The annual rate quickened to 7.1 per cent in December, compared with 3.6 per cent the previous month, the state-run statistics agency, CAPMAS, reported on Thursday. On a month-on-month basis, consumer prices fell 0.2 per cent after a 0.3 per cent drop in November. Food prices fell for a fourth month. Core inflation, the measure used by the central bank that strips out volatile and regulated items, rose to 2.4 per cent in December.
The decline in food prices, which account for around a third of the inflation basket, “confirms the state’s success in containing inflation” by increasing supplies enough to offset seasonal price spikes, said Allen Sandeep, director of research at Naeem Brokerage in Cairo.

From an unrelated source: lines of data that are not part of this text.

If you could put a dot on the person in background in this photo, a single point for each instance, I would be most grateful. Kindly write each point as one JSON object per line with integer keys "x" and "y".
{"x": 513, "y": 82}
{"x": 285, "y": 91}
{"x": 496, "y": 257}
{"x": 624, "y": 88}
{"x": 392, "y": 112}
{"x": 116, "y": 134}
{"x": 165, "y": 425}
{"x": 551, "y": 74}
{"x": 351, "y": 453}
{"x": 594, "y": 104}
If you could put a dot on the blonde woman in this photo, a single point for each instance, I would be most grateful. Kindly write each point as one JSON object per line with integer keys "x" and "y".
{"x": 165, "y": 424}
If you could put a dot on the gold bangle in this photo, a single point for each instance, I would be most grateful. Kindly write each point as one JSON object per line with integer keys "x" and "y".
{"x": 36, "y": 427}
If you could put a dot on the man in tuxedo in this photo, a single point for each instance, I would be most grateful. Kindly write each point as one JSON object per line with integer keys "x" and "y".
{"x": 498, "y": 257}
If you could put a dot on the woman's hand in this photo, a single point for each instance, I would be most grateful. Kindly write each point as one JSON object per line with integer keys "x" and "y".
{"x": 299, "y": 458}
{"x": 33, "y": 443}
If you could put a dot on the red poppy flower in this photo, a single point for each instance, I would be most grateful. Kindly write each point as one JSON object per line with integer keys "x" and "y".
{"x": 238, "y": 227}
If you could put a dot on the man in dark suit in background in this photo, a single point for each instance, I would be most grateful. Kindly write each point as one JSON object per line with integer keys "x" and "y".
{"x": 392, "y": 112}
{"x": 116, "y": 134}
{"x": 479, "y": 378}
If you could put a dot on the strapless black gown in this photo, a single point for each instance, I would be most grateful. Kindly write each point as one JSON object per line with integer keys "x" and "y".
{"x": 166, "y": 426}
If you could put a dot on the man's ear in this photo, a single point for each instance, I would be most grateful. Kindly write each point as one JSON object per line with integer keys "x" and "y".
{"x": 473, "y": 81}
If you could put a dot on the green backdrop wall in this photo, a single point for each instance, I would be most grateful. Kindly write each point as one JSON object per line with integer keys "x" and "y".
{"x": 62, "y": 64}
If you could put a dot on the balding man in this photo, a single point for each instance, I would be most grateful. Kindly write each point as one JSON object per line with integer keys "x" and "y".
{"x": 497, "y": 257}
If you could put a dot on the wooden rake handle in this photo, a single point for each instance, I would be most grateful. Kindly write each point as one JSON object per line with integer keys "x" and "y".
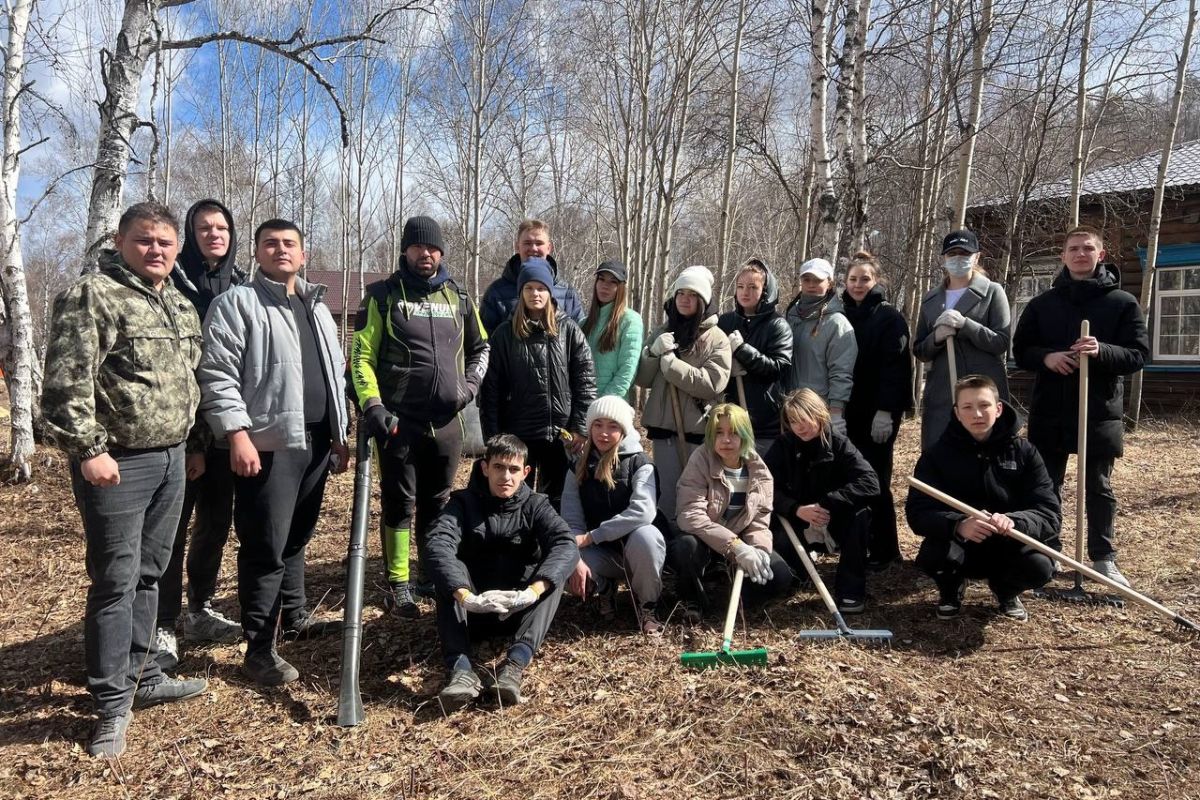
{"x": 1029, "y": 541}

“Certainly, this is good news for policymakers,” he said, adding that the current annual rate is near the bottom end of the central bank’s inflation target range of 9 per cent, plus or minus 3 percentage points, by the end of 2020. The central bank’s Monetary Policy Committee is expected to meet next week. The regulator cut rates four times in 2019.
“At this level, there’s easily room for a 150-basis-points cut,” Sandeep said. “The question is when, not whether, it will happen.”
Mohamed Abu Basha, head of macroeconomic analysis at Cairo-based investment bank EFG-Hermes, said there’s a “good chance” the central bank will enact more cuts next week given that it postponed the meeting in December when policymakers were expected to hold rates.
Curbing inflation that had soared beyond 30 per cent after the Egyptian pound’s 2016 devaluation was crucial for the central bank.
Officials have largely accomplished that, with their efforts earning a thumbs-up from the International Monetary Fund. The IMF had loaned Egypt $12 billion after the currency float, which served as the opening salvo in a sweeping economic program that also included deep subsidy cuts.